Fonctionnaires: comment le gouvernement veut les inciter au départ

PARIS, 31 octobre 2018 (AFP) – Parmi les mesures annoncées par le gouvernement pour réformer l’État, celles sur les droits au chômage et l’élargissement des détachements dans le privé, y compris lucratif, ont pour objectif direct d’atteindre 50.000 suppressions de postes en 2022, au grand dam des syndicats.

Traduction des « plans de départs volontaires » annoncés par le ministre de l’Action et des Comptes publics Gérald Darmanin, le gouvernement a détaillé une série de mesures pour inciter les fonctionnaires à quitter la fonction publique et rejoindre le privé.

Au coeur du projet de loi de réforme de la fonction publique attendue pour « début 2019 » figure le lifting de l’indemnité de départ volontaire (IDV), créée en 2008 pour la fonction publique d’État sous l’impulsion de Nicolas Sarkozy.

L’idée de Bercy est de rapprocher l’IDV d’une « procédure de rupture conventionnelle » en insistant sur son caractère « volontaire ».

Gérald Darmanin a annoncé dimanche que les fonctionnaires pourraient bientôt avoir le « choix » de partir avec « 24 mois de salaire » et auraient « la possibilité de toucher le chômage ».

Aujourd’hui le montant de l’indemnité est lié à l’ancienneté et les deux années de salaires constituent un plafond rarement atteint.

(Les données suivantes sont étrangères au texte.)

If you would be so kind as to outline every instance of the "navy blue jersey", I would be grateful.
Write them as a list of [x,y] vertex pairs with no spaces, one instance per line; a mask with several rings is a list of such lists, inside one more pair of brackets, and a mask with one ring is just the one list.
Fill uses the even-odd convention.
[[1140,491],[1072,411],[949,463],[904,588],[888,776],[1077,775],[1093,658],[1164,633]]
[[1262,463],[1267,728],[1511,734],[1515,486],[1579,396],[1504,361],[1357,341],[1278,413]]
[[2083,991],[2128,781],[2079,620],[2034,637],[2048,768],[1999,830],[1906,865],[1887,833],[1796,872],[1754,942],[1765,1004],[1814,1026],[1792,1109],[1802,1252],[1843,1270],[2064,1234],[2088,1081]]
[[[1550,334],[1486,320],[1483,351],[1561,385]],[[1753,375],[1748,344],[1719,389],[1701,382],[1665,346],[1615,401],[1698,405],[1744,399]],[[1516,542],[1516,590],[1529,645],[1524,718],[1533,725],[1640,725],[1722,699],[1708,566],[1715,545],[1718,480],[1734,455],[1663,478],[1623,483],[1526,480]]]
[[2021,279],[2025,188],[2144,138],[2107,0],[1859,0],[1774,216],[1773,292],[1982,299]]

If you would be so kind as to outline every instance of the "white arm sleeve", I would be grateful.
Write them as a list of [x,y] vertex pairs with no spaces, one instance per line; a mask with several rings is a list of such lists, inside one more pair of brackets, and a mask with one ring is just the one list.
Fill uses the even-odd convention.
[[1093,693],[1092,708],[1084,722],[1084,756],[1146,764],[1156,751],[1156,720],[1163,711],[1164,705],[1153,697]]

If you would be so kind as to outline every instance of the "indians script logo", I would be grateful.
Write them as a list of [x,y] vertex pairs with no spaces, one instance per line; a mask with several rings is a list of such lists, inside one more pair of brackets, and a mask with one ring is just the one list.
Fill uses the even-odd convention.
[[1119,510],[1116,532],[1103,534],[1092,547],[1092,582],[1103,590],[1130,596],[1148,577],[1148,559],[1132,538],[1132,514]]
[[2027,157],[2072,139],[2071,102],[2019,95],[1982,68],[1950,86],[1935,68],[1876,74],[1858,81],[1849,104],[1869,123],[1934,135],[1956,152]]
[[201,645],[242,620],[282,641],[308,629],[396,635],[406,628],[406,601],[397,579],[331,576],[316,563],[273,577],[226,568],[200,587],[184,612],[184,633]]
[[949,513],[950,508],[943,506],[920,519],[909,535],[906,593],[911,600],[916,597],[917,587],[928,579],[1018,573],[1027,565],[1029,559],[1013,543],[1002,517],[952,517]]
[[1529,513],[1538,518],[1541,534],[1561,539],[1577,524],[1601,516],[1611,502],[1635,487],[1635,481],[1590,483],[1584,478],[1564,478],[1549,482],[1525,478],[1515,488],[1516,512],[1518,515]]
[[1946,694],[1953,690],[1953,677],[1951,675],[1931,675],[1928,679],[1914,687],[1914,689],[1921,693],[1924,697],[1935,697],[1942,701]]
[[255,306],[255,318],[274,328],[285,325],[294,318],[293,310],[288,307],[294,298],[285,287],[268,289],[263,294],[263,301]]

Surtout, l’agent n’a aucun droit à l’indemnisation du chômage et doit s’engager en plus à ne pas réintégrer la fonction publique dans les cinq ans, sous peine de devoir rembourser l’indemnité.

Autant dire que le dispositif n’a pas remporté un grand succès jusqu’ici: en 2017, seuls 745 fonctionnaires y ont eu recours dans la fonction publique d’État pour une indemnité moyenne de 20.000 euros par agent, selon le ministère.

Pour Luc Farré (Unsa, 4e syndicat représentatif), ces annonces ne sont pas les plus « conflictuelles ». Il observe qu’il ne s’agit « pas vraiment » d’un plan de départs volontaires car cela ne concerne que des « agents au poste supprimé ».

– « Dispositif passerelle » –

Mylène Jacquot (CFDT, 2e) souligne aussi qu’il n’est pas question d' »ouverture de guichet » de départ comme c’est le cas pour un plan de départs volontaires dans le secteur privé.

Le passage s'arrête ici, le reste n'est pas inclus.